Le 3-2-1 Qatar Olympic and Sports Museum regroupe une multitude d'objets légendaires du monde du sport, des gants de boxe de Mohamed Ali à la Ferrari du pilote de formule 1 Michael Schumacher. À l'approche de la Coupe du monde de la FIFA, il a inauguré sa nouvelle exposition intitulée tout naturellement "Le Monde du Football" (World of Football).

Présentée en deux parties comme les mi-temps d'un match, elle examine tout d'abord, l'intérêt planétaire pour ce sport, de la rue au stade. "La première partie présente les origines, les joueurs, les règles, ainsi que des anecdotes sur quelques-uns des plus grands champions, y compris certains de leurs maillots," explique Andrew Pearce, conservateur de l'exposition. "Nous avons des films qui montrent des actions de la Coupe du monde, il y a aussi une section sur les supporters et la façon dont ils soutiennent leur équipe, mais nous évoquons aussi ce qui rend ce sport si populaire dans le monde entier," ajoute-t-il.

Histoire des Coupes du monde

La seconde moitié de l'exposition retrace l'histoire de la Coupe du monde et la manière dont le Qatar s'apprête à l'intégrer. "La partie "Road to Doha" explique la préparation de la Coupe du monde 2022, mais l'exposition commence en 1930, date de la première Coupe du monde en Uruguay," précise Aalia Khalid Al Khater, responsable des expositions au 3-2-1 Qatar Olympic and Sports Museum. "À partir de là, nous avons une section qui est consacrée à la présentation d'au moins deux objets de chaque Coupe du monde de 1930 à 2018, puis de chaque affiche de 1930 à 2022 : c'est très intéressant car on peut voir l'évolution de l'événement en termes de conception graphique et de détails comme les billets et les affiches," fait-elle remarquer.
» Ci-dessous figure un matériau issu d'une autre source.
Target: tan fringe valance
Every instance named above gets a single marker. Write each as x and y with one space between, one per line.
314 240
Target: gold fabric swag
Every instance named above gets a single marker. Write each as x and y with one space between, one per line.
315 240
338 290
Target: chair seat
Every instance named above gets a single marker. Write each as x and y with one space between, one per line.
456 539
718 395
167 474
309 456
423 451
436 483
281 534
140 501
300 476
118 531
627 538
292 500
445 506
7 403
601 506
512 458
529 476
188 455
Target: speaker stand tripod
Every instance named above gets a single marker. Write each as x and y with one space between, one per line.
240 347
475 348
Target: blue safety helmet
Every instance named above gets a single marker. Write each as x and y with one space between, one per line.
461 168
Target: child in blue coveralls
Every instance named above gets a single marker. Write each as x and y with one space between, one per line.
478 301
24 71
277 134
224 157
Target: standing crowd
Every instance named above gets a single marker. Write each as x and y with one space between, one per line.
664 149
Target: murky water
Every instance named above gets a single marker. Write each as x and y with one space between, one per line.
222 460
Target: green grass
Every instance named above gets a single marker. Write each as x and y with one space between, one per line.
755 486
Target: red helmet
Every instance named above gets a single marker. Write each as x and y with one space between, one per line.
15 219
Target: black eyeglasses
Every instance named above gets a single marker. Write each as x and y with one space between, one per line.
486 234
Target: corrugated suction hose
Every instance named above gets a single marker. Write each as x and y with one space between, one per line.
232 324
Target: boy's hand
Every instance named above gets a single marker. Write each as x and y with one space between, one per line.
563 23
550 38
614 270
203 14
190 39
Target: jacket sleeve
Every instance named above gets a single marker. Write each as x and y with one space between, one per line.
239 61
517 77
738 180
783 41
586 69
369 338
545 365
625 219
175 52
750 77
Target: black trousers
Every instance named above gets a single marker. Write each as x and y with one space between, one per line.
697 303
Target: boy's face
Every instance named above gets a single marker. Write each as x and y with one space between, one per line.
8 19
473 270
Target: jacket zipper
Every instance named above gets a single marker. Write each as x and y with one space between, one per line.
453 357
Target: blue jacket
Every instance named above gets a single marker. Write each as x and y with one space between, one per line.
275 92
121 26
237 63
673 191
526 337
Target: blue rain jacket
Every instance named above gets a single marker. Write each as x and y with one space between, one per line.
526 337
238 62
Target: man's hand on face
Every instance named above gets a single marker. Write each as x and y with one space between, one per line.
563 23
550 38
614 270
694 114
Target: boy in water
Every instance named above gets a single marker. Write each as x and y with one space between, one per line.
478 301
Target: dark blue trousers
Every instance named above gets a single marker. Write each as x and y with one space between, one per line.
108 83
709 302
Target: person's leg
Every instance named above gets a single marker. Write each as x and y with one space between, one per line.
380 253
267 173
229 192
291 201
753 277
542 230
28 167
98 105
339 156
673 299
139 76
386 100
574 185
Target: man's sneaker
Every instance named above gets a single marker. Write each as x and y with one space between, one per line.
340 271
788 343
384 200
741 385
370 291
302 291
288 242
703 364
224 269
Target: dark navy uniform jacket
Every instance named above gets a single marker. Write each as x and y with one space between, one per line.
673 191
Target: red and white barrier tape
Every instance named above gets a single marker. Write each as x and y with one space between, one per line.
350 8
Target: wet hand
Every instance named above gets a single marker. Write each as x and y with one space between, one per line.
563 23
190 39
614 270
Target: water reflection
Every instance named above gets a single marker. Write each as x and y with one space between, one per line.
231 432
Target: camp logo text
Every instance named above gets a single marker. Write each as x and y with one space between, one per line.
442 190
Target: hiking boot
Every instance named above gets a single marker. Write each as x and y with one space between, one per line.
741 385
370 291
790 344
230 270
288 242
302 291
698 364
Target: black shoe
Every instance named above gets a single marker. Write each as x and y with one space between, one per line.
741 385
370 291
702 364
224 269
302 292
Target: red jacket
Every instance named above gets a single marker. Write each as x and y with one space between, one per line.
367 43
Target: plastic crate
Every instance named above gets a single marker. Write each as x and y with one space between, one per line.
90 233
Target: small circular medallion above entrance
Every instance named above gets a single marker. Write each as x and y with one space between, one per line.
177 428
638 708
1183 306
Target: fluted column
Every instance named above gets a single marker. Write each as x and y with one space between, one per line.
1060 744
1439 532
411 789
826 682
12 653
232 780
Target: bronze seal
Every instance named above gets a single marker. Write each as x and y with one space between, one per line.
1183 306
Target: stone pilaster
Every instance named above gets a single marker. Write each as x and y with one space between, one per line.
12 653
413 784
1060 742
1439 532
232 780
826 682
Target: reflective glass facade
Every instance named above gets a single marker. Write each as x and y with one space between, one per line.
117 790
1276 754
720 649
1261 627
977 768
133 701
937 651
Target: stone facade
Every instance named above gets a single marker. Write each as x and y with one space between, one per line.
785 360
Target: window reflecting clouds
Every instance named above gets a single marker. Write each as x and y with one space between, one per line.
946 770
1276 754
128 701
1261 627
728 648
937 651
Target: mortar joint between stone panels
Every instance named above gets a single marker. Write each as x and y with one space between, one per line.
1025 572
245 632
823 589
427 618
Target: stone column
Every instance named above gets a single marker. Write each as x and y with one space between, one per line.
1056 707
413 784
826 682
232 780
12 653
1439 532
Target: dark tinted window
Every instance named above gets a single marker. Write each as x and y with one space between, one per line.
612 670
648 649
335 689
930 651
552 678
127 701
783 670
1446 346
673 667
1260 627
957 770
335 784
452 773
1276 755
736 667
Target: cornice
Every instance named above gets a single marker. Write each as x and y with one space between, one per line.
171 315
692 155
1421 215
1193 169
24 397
"Ensuite, nous abordons l'histoire du football au Qatar : celle-ci s'étale sur environ 40 ans, avec des moments forts comme la visite de Pelé à Doha en 1973, où il a joué contre le plus ancien club de foot de la ville, Al-Ahli," indique-t-elle.

Aalia Khalid Al Khater se souvient très bien du moment où le Qatar a remporté l'appel d'offres pour l'organisation de la Coupe du monde."J'étais en dernière année de lycée quand nous l'avons remporté ; donc, c'est intéressant pour moi, d'être aujourd'hui à la tête des expositions de ce musée et de vivre cette expérience directement," confie la jeune femme. "Accueillir la Coupe du monde, c'est tellement excitant : nous tous - pas seulement les Qataris, mais tous ceux qui vivent ici -, nous sommes loyaux envers le Qatar et très heureux d'être le premier pays du Moyen-Orient à accueillir la Coupe du monde," estime-t-elle.

Un "Hall of Athletes" réservé aux légendes

Le 3-2-1 Museum a ouvert ses portes en début d'année. Dans le cadre de sa collection permanente, il possède 16 000 objets liés au sport et en a emprunté 3 000 autres. Le "Hall of Athletes" célèbre 90 sportifs du monde entier qui ont brillé dans des disciplines internationales.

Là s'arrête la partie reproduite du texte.